The peak production was reached between 2am and 4am (CET). A combination of strong winds coupled with low energy demands in the early morning during the summer — when demand is typically lowest — contributed to the new record.
Looking at the figures over a longer period, there was a production surplus between 8pm on 9 July and 7am the following day. Wind production also remained at 80% of consumption for a further 12 hours through 10 July.
"It tells us that we are on top of the development in Denmark, where an increasing amount of the electricity is coming from wind," said a spokesperson for the Danish Wind Industry Association.
Denmark's electricity prices reflected the surge in power, driving down the day's average to €5.42/MWh — considerably lower than the 30-day average prior to 10 July of €19.50/MWh.
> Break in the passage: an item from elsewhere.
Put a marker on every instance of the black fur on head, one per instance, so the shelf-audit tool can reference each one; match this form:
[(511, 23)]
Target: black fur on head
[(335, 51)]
However, the event gave insight on how the northern European grid is facilitating exchange across borders, revealing a prominent challenge being faced in the region.
On the day of the record, Denmark's surplus was exported to Sweden, Norway and Germany — a net exchange of 6,010MWh.
Exceptional to this trend was a period of modest importing from Germany into western Denmark (energy zone DK1) amounting to 200MW between midnight and 6am on on 10 July, during the period of surplus.
Danish transmission system operator (TSO) Energinet explained the import was a response to higher than expected wind production in the north European region. This exposed a bottleneck in transmission that limits exchange capacity through the German-DK1 interconnection.
"Since reinforcements are needed in the German grid and on the Danish-German border, unforeseen wind power can become trapped in northern Germany creating an imbalance in the grid," said an Energinet spokesperson. "In this case the power couldn't move south, and so the German TSO, Tennet, asked for permission to export to Denmark".
In order to balance the import with its national surplus, Denmark reduced its own power generation, while exporting through its remaining interconnectors. The net effect optimised available energy and use of transmission lines, while adding energy liquidity into the Nordic market.
Energinet said during a counter-trade of this sort importing TSOs do not incur any financial costs, and facilities that agree to reduce production are compensated by the exporting operator.
A spokesperson for Tennet described the counter-trade as a "usual remedial action of TSOs to maintain system security on the basis of physical flow", adding that, in this case, "the intervention was necessary to prevent overloads on connected network elements".
Counter-trade is not an ideal solution to bottlenecks. Though it alleviates congestion in the short term, it does nothing to cost-effectively utilise renewable energy.
The increased share of wind will bring Denmark days of self-sufficiency. But it underlines the case for improved infrastructure to support exporting surplus energy.
Denmark is one of the most dependent countries on power imports for days when wind production is low. Such days are common: the day after the record was set, wind's share averaged just 8%.